Olivier Maradan : « La Suisse est un modèle réduit des tensions qui circulent dans les pays de l’OCDE »
Au coeur du projet suisse Harmos qui vise à harmoniser les standards nationaux de formation, O. Madaran présente la Suisse comme un modèle réduit des tensions qui traversent les pays de l’OCDE :
« La Suisse est une petite europe, et nous avons 26 ministres de l’Education qui gouvernent chacun leur région. Chez nous, contrairement aux idées toutes faites, les immigrants constituent 40% de la population, très représentés dans les déciles inférieurs de PISA ». Les 26 cantons ont décidé de conduire une réforme visant à conduire un changement important en dix ans : harmoniser l’âge d’entrée à l’école, les différents degrés scolaires, les compétences unifiées de l’instruction publique, quel que soit le lieu de scolarisation en Suisse. Mais l’objectif est aussi de hausser le niveau général de qualification, dans un système où la majorité des élèves passent un diplôme professionnel qui permet aussi des passerelles vers la poursuite d’études. Les plans d’étude vont être harmonisés dans les différentes communautés linguistiques, et les conditions de travail et de qualification des enseignants vont progressivement être harmonisés. « Mais c’est tellement différent de s’entendre entre les différentes cultures que nous allons peut-être échapper aux stricts débats idéologiques : la question même de la traduction nous oblige à des éclaircissements ». Mais il relativise le chemin parcouru : « nous n’avons encore rien fait : cette logique de curriculum ne dit rien de ce qu’il va falloir mettre en oeuvre pour mieux former les enseignants à aider les élèves »…
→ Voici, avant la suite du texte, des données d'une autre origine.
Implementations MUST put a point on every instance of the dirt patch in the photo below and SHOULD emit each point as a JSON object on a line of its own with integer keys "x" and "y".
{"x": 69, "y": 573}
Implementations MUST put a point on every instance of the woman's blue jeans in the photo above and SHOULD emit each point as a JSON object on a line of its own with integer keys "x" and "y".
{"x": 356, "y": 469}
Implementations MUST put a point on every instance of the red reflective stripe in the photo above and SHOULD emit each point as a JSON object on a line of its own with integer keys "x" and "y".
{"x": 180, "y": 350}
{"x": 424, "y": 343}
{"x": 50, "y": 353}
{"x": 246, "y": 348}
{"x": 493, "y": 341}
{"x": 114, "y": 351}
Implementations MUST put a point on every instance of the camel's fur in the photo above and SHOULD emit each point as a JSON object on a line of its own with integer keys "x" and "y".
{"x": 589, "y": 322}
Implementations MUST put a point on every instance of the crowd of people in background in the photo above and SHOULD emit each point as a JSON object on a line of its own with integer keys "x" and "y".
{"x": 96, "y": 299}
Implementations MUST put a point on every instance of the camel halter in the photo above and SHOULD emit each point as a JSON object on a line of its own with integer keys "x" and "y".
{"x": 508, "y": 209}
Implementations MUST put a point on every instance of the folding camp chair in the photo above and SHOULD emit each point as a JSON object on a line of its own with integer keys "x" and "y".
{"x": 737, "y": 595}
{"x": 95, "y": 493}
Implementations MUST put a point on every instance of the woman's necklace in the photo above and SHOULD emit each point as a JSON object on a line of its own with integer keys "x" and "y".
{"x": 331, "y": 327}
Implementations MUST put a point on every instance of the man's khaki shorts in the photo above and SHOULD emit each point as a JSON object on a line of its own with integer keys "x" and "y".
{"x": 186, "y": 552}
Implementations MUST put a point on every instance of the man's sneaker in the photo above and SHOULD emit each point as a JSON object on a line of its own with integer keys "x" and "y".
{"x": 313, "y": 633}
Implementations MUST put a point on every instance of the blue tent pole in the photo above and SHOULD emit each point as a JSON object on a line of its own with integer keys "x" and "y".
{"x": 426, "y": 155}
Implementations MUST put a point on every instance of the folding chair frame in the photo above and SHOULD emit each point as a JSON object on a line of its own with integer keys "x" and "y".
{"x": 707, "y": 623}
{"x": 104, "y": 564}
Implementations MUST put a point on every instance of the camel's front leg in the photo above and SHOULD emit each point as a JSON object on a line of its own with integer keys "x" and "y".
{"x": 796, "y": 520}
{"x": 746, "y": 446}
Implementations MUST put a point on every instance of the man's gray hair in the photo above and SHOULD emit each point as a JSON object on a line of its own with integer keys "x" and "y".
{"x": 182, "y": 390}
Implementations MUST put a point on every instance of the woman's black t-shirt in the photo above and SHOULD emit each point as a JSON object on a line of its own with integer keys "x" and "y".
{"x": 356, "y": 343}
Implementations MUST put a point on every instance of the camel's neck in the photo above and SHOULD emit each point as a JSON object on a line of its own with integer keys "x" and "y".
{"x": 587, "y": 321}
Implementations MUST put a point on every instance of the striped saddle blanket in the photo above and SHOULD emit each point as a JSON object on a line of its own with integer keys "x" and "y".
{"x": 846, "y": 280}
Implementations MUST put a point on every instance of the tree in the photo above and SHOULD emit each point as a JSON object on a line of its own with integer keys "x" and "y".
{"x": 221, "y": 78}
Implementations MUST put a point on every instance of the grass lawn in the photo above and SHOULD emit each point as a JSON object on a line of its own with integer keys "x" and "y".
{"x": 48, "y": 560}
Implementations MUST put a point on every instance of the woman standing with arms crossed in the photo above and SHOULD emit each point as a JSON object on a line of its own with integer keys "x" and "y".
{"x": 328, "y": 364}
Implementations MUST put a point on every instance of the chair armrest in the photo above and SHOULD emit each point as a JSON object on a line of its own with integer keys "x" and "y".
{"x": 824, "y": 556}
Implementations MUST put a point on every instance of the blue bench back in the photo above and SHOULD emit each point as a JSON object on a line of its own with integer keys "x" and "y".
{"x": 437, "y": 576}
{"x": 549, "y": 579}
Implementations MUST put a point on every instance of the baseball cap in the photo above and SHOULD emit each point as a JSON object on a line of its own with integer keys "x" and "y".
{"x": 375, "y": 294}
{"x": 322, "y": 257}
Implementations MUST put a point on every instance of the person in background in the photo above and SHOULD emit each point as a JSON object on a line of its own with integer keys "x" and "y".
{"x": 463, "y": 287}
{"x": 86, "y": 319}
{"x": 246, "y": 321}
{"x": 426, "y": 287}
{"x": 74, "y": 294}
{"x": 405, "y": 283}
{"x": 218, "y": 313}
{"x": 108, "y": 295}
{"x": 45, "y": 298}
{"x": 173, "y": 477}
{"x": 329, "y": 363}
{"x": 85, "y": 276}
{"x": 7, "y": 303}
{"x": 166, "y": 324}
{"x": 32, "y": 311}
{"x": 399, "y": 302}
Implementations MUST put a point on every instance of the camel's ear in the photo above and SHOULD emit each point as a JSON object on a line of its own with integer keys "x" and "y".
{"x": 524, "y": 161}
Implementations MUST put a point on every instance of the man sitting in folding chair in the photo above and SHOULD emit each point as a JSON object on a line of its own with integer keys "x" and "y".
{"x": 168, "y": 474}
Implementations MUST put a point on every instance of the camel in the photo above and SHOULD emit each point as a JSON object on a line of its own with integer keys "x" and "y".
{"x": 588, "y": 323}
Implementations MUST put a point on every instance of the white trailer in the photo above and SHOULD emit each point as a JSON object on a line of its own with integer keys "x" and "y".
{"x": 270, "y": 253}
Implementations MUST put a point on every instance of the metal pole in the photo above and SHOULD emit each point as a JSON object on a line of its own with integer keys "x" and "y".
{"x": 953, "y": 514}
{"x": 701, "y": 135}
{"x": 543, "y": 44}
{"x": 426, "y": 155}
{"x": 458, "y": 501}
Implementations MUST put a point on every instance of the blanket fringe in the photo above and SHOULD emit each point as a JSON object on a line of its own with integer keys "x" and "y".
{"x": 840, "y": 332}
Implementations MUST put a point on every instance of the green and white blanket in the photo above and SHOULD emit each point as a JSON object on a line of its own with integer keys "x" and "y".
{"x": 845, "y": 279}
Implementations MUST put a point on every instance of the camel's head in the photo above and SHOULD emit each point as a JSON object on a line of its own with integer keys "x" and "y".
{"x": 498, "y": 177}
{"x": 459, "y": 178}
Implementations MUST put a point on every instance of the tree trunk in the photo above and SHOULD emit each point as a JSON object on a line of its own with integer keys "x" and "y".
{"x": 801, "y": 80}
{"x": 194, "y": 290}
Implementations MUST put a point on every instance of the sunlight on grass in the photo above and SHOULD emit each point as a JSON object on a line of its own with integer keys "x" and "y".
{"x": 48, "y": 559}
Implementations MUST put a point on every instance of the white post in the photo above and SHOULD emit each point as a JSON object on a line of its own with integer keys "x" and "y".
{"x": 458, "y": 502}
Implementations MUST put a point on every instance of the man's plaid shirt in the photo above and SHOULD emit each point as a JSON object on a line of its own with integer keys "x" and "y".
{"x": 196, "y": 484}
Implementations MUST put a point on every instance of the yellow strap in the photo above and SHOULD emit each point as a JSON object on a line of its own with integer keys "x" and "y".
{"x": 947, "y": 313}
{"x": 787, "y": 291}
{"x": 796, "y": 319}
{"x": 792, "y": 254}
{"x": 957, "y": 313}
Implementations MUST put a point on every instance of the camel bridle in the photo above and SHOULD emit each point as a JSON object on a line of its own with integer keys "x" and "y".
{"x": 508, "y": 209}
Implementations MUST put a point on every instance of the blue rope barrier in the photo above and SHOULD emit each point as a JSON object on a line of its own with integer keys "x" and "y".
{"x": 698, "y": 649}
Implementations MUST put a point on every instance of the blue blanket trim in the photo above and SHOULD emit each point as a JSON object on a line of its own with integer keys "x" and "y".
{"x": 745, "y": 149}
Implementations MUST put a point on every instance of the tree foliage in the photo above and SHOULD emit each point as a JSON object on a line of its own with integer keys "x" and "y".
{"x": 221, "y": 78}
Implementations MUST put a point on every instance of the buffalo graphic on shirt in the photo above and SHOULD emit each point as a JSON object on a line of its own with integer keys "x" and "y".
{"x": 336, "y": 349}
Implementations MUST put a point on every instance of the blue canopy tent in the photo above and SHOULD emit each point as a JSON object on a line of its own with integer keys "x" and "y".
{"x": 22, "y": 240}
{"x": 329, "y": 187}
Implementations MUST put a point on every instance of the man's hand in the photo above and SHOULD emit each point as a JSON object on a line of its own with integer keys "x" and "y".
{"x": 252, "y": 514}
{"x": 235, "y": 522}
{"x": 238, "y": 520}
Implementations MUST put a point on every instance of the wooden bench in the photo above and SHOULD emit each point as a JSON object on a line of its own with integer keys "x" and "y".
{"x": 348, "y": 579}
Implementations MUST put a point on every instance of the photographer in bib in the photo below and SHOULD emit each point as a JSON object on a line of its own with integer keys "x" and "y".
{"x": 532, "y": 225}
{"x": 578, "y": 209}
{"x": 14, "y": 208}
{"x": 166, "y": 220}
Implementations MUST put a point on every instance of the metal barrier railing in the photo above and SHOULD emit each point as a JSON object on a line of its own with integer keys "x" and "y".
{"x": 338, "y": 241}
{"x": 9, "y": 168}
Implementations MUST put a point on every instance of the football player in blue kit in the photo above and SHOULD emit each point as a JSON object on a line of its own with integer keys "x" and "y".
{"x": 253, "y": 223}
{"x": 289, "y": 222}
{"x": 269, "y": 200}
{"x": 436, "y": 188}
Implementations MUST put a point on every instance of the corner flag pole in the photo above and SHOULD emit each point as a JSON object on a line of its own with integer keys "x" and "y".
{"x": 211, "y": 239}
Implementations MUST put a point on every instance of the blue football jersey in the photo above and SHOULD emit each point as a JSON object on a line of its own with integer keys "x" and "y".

Sabine Kahn : « L’expression d’un malaise conceptuel ? »
Pour Sabine Kahn (université de Bruxelles), qui est décidée à ne pas faire dans la langue de bois, les intentions des politiques sont très éloignées de la réalité de la classe.
Elle explique dans le détail : lorsque les politiques bruxellois ont mis en place le « décret Mission », ils cherchaient à la fois à unifier les réseaux scolaires et à pousser les enseignants à avoir d’autres méthodes pédagogiques, en rendant les élèves plus actifs au point de vue cognitif, dans un système scolaire très marqué par la pédagogie par objectifs. Un référentiel de compétence a donc été diffusé à tous les enseignants, montrant que des « compétences » générales réclament la maîtrise de « procédures » élémentaires qui y concourent. Des évaluations en trois phases ont été proposées aux enseignants, qui visaient à les aider à pouvoir les regarder agir dans les différents niveaux, du plus complexe au plus procédural, à partir de l’idée qu’il ne suffit pas d’entraîner les procédures simples pour réaliser les tâches complexes et acquérir la compétence.
Mais l’idée n’a pas donné les résultats espérés, « sans doute parce que les enseignants ont été laissés sans accompagnement, ou parce qu’on leur a répondu qu’ils n’avaient qu’à être réflexifs ou à avoir recours à la pédagogie différenciée » ose-t-elle à la tribune devant une salle largement acquise à ces idées. Lorsque les enseignants sont confrontés à des modèles d’évaluation contradictoires, elle ne trouve pas anormal qu’ils se sentent désemparés pour agir. Mais qui aurait pu les accompagner ? Sans doute aurait-il fallu arrêter de les déprofessionnaliser, de les piloter du haut sans leur laisser le temps de concevoir ce qu’ils avaient à construire collectivement. « Entre les pseudo-certitudes des politiques et l’incertitude permanente de la classe, comment veut-on que ça fonctionne sans problème ? »
Jos Bertemes : « Au Luxembourg, Pisa a été un déclic et nous tentons d’outiller les enseignants. »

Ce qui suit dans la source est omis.